Ultivo Triple Quad LC/MS with the 1260 Infinity II Prime LC, and Captiva Enhanced Matrix Removal—Lipid make it to the top 15 innovations
Agilent Technologies’ Ultivo Triple Quadrupole LC/MS system together with the Agilent 1260 Infinity II Prime LC and Agilent Captiva Enhanced Matrix Removal—Lipid technology have made it to The Analytical Scientist’s list of this year’s top 15 innovations. The awards highlight innovations delivered by transformative technology. The winners were chosen by a panel of experts, including members of the magazine’s editorial advisory board and editorial staff.
“Now in year five, the Innovation Awards continue to shine a light on the instruments and technologies that are having a big impact across the analytical sciences,” said Charlotte Barker, the editor of the magazine. “We had a record number of entries this year, and the final 15 reflect the full spectrum of analytical advances.”
“At Agilent, we continually strive to help laboratory scientists be more successful by delivering innovation that matters in the form of leading-edge products across a variety of uses,” said Monty Benefiel, Agilent vice president and general manager of Agilent´s Mass Spectrometry Division.

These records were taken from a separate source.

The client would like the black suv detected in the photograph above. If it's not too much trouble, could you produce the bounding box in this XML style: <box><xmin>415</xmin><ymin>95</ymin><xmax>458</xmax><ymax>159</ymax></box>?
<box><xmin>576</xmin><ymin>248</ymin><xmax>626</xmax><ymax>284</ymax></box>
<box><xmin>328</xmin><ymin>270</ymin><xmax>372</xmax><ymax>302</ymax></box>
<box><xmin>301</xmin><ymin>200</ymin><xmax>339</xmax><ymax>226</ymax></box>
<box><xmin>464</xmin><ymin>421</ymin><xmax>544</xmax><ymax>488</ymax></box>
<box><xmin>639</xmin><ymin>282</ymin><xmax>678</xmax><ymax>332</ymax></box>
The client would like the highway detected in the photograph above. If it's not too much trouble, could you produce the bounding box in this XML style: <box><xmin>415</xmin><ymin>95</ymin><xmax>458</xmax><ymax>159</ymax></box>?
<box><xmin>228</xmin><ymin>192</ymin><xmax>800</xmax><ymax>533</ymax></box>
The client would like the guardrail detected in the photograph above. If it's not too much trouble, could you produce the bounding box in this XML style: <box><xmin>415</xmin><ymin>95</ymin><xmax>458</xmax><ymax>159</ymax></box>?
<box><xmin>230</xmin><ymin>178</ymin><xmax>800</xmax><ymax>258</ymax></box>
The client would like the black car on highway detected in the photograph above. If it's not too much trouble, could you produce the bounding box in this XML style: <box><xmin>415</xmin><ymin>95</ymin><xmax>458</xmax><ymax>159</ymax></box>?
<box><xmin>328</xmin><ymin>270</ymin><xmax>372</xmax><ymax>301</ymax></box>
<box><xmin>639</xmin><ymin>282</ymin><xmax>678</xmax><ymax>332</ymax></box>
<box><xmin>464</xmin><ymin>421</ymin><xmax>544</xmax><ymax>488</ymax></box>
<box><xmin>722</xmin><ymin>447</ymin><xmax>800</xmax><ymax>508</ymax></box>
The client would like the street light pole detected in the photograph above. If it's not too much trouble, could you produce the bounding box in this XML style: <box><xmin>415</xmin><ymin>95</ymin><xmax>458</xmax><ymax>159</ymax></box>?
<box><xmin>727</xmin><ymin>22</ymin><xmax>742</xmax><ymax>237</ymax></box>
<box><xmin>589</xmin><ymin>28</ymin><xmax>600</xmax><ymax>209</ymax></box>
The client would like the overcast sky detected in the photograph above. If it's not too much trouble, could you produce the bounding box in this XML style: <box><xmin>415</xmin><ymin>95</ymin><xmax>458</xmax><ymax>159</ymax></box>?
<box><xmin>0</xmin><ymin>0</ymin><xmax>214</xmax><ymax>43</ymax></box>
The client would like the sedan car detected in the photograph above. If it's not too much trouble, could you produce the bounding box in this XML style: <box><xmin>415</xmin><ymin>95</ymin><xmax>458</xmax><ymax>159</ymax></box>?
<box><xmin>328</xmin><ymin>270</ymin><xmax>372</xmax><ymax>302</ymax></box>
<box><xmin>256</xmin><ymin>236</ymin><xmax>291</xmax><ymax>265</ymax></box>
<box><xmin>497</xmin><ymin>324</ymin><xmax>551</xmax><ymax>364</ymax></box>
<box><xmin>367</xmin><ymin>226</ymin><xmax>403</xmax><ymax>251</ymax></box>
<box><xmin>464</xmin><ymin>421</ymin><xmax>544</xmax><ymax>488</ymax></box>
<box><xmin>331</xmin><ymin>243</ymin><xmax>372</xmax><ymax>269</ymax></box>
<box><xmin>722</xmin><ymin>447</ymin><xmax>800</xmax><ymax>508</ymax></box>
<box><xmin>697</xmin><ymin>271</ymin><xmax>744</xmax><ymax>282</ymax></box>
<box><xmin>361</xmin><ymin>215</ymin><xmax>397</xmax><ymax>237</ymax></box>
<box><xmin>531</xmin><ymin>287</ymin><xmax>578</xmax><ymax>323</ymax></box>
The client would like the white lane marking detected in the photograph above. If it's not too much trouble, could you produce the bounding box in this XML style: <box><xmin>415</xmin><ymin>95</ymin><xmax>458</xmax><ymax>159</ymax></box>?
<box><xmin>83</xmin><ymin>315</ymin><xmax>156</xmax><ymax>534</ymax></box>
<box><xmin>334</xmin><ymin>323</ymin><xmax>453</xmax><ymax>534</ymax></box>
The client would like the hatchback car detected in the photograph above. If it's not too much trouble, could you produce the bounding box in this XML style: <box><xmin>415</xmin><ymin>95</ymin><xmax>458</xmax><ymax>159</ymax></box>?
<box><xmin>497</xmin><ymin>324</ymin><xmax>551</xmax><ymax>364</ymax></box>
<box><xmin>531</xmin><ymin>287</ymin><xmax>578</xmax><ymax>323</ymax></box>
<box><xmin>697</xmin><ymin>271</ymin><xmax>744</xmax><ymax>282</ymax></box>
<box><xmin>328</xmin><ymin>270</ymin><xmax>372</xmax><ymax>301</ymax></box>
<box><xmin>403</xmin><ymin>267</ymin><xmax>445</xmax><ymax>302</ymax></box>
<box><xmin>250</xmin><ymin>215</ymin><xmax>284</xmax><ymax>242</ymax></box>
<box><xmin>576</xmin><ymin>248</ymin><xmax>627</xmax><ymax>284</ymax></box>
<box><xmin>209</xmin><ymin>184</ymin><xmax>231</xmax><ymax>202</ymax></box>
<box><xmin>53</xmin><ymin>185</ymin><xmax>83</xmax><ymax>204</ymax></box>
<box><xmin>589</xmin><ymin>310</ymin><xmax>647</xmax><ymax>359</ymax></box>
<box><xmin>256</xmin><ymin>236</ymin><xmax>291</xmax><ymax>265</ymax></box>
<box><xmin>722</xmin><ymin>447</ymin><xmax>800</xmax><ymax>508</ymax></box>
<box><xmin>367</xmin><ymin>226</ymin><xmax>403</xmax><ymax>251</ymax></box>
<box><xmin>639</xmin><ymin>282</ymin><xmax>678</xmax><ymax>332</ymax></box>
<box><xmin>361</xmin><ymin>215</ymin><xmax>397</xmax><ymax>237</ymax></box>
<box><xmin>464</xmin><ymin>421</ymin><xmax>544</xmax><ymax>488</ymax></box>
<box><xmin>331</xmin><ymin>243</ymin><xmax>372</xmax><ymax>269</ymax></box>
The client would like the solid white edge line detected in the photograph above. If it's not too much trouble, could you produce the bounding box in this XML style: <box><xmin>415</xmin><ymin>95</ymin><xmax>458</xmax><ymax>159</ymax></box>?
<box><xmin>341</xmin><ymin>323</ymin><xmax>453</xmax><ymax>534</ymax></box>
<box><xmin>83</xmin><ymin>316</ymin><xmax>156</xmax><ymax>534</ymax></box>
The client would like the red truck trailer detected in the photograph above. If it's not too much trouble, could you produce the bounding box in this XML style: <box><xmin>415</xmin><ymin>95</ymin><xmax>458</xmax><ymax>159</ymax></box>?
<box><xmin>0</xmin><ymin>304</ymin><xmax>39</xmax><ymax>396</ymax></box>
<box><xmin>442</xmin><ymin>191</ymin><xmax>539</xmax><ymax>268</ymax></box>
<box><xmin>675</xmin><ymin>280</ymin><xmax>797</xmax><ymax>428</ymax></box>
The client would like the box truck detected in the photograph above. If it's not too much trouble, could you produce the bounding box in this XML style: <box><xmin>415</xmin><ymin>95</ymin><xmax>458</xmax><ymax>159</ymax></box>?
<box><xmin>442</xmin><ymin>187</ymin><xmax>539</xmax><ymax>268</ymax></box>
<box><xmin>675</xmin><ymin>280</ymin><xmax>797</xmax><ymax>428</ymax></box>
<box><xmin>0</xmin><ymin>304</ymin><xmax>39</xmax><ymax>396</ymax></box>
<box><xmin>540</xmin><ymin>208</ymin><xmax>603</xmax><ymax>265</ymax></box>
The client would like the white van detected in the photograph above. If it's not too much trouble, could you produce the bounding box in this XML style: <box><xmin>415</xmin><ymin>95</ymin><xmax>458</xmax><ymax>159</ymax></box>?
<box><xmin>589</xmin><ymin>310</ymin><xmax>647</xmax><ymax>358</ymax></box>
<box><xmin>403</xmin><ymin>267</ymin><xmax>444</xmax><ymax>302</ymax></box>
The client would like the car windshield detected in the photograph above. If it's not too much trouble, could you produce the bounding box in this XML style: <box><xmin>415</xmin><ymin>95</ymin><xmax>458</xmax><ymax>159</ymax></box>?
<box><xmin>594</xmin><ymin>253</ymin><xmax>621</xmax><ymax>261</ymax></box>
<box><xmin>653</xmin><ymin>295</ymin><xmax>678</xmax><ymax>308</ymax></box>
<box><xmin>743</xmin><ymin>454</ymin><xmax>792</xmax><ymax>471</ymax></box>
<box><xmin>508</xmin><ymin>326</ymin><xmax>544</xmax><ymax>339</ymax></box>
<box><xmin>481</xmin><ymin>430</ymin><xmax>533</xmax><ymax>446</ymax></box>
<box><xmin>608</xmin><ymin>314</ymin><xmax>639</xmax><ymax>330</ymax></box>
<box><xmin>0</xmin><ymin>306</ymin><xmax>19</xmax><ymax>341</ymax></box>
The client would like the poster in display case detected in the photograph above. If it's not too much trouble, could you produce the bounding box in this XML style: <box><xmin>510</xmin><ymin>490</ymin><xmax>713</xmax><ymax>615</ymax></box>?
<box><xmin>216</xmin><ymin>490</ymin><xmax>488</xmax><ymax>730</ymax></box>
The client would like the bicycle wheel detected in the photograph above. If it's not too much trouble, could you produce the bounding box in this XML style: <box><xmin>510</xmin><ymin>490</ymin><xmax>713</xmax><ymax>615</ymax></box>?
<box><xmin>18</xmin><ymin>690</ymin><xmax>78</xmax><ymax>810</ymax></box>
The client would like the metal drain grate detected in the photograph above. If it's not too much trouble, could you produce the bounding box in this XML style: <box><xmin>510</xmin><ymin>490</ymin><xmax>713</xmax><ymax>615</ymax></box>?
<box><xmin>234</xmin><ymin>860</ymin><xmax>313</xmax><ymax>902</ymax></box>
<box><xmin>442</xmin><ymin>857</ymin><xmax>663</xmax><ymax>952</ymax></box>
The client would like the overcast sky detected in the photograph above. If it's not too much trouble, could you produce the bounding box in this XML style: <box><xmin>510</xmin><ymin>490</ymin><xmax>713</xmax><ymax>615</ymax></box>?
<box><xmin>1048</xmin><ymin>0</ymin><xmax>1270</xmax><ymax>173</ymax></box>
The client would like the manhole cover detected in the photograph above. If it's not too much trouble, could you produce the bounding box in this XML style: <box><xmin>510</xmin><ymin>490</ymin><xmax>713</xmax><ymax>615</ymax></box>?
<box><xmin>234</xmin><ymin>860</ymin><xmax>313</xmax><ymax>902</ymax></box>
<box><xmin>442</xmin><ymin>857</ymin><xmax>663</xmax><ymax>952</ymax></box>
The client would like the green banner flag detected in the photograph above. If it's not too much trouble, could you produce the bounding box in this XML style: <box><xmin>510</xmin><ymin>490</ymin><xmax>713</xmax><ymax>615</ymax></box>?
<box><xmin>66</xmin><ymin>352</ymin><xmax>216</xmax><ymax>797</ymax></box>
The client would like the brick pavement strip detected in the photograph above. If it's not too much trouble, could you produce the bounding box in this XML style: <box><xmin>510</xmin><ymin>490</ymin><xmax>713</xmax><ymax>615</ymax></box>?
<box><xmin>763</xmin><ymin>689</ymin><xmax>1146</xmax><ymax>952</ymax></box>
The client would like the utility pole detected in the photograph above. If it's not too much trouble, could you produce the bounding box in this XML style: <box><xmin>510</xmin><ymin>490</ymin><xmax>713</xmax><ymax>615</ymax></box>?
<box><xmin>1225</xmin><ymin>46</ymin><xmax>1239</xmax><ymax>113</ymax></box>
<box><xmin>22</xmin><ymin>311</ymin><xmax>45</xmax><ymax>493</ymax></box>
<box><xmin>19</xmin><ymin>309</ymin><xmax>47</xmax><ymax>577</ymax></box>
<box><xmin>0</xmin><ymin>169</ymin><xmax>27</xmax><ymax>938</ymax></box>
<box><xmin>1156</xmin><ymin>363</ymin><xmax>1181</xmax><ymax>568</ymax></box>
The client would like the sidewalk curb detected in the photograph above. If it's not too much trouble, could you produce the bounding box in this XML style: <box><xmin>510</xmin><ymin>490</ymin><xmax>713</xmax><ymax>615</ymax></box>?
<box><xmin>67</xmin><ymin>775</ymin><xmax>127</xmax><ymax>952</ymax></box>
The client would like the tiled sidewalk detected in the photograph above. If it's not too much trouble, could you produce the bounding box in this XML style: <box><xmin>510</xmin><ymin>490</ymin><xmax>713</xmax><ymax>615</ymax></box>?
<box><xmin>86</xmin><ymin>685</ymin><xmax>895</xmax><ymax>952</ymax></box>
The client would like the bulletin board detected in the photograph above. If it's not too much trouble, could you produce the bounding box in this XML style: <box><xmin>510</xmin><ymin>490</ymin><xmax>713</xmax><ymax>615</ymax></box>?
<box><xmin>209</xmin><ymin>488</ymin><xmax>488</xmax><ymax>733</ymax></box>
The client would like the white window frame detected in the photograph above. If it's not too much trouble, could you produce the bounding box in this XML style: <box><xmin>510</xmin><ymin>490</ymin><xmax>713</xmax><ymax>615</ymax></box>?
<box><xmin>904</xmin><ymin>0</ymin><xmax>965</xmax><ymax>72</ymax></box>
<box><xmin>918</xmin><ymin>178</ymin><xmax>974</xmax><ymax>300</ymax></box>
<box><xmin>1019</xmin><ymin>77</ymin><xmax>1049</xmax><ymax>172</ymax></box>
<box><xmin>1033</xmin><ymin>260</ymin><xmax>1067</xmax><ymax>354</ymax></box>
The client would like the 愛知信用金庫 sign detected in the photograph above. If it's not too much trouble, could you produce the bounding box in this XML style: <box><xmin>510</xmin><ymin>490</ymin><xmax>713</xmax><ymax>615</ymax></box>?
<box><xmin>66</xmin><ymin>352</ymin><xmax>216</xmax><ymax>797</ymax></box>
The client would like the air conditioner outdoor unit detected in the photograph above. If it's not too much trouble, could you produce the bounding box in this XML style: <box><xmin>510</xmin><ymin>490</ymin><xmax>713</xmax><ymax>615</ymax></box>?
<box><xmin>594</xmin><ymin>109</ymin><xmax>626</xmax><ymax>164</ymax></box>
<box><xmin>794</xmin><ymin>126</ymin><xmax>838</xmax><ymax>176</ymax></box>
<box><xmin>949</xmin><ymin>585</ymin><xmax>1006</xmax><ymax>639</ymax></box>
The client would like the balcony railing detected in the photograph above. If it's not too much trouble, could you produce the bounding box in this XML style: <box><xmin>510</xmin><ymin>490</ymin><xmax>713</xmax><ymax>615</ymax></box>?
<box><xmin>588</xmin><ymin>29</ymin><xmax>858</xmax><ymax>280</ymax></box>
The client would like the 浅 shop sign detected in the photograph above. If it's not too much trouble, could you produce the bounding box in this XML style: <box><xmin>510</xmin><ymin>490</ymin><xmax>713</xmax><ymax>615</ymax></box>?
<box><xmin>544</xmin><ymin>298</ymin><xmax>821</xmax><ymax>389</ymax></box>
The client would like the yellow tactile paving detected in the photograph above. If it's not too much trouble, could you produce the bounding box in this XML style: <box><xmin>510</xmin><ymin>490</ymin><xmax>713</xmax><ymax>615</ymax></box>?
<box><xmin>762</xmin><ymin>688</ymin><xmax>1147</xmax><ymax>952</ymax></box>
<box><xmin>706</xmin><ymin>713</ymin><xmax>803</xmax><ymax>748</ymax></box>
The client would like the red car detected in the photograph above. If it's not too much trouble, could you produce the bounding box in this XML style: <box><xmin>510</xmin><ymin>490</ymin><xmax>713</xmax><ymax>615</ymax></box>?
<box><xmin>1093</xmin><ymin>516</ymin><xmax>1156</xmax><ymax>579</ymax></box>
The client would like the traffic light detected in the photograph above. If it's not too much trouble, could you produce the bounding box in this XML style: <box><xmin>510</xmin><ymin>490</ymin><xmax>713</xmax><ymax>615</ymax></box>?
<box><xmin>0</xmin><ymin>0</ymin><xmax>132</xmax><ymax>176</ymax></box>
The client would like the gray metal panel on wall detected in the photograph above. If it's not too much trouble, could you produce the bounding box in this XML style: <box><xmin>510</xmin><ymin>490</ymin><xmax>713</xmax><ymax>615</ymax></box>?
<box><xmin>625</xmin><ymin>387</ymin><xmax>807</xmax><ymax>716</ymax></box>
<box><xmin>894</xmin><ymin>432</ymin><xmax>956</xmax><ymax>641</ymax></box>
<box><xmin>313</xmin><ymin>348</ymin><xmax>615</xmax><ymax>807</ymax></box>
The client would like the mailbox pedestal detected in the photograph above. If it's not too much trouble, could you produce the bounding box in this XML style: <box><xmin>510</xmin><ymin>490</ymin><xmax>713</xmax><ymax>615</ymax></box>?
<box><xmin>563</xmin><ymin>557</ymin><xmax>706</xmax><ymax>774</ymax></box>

The Agilent Ultivo Triple Quadrupole LC/MS marks the next generation of LC/TQ instruments. It offers performance equivalent to or better than larger LC/TQ systems, with the added benefits of being smaller, easier to use and costing less to operate. Laboratories benefit from its space-saving and stackable design, providing optimal use of lab bench space, plus early maintenance feedback, enhanced serviceability, intuitive operational design, and robust/reliable performance in difficult matrices.
The 1260 Infinity II Prime LC completes the system, offering the highest sample capacity per bench space for any laboratory. Agilent’s Captiva EMR—Lipid pass-through SPE format simplifies workflows and reduces sample preparation steps. With cleaner samples (removing >99 per cent of phospholipids), the method sensitivity and analyte recovery is improved, which results in faster data analysis, better reproducibility and higher data confidence. By avoiding the introduction of a heavy-laden matrix into the system, unscheduled downtime is reduced.